Correlation vs. causation problems appear all over the modern world. For example, in the case of finance it is of paramount importance to properly understand causation. Connections like: bad whether leads to low wheat production which implicates higher wheat prices which provokes unrest in the Middle East leading to low oil production and high oil prices. However, as complex as these connections can be, in the case of the stock market it’s also important to consider what the other traders, human and machine, think, and what they think other traders think and so on. This is one reason why oil prices continue to rise even when there is plenty of oil.

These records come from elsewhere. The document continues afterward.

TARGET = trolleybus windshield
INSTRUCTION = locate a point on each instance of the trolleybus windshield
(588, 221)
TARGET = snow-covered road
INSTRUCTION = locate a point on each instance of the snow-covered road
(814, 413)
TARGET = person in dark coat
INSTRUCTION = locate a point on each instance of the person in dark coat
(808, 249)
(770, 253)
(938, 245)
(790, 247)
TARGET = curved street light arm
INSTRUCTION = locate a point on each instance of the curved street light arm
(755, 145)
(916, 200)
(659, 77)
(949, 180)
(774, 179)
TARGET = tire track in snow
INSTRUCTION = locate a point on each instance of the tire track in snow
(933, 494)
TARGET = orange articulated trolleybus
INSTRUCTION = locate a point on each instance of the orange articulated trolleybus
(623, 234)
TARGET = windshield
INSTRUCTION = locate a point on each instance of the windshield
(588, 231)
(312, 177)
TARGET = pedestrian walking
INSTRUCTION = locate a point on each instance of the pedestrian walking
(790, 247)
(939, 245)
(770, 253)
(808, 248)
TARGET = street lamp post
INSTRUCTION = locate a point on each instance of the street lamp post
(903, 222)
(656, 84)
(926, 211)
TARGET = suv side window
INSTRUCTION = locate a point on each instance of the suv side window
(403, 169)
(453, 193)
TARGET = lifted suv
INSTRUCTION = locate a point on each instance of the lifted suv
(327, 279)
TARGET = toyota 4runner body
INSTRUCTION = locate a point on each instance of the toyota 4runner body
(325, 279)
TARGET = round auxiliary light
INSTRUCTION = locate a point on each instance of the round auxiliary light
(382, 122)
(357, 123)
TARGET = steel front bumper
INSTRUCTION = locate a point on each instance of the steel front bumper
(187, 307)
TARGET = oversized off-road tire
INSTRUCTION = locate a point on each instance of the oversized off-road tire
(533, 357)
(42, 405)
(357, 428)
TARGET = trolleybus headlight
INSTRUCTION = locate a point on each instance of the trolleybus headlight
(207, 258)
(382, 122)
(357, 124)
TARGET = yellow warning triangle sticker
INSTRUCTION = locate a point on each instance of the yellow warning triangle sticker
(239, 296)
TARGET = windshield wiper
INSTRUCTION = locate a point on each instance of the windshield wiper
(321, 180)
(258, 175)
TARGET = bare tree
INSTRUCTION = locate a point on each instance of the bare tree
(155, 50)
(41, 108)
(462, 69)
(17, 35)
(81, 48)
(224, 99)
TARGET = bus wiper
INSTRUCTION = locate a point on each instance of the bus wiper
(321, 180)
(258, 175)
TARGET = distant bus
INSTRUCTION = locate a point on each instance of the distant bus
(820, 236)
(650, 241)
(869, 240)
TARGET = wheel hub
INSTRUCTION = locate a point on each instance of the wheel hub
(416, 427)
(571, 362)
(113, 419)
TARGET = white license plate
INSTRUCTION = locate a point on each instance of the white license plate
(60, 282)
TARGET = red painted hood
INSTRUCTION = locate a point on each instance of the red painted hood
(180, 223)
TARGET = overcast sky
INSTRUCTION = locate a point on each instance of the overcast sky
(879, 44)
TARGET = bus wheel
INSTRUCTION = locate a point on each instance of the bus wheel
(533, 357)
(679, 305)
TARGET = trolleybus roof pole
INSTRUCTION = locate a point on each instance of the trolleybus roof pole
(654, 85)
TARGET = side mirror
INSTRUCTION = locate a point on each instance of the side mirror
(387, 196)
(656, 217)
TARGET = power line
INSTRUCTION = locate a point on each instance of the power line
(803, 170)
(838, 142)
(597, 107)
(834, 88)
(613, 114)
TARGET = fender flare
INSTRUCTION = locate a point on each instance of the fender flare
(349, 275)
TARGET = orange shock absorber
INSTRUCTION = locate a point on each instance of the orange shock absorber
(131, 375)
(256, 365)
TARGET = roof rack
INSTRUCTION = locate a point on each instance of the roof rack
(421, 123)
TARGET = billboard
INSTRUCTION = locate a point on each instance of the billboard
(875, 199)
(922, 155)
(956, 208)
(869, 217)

This meta-consideration is part of what makes the question of twitter funds interesting. Supposedly it is possible to track the mood of the general public using twitter and use it to predict stocks. Even if the study is flawed, it remains valid if traders believe in it and thus make it true. For instance when there was a lot of buzz around Anne Hathaway, the stock for Berkshire Hathaway shot up because trading machines saw a lot of positive talk about Hathaway and assumed the Berkshire Hathaway stock would rise. It made no difference whether in actuality it was Anne or Berkshire, the stock still went up in the short term.

This is part of what makes short term and high frequency trading unpredictable, it doesn’t matter if value is real or not. This isn’t all that surprising given that markets in general run almost entirely on faith. This is also why there are flash crashes involving trigger happy machines and fear filled traders. When asked about this, George Soros admitted the irony of hedge funds protecting investors from market volatility that hedge funds themselves create.

It’s hard to know whether the correlations being looked at are really predictive, or just random. Ultimately, the world is complicated and is often impossible to boil down to easily digestible ideas and sometimes it can’t be boiled down to anything at all. Though having more data and greater context certainly helps.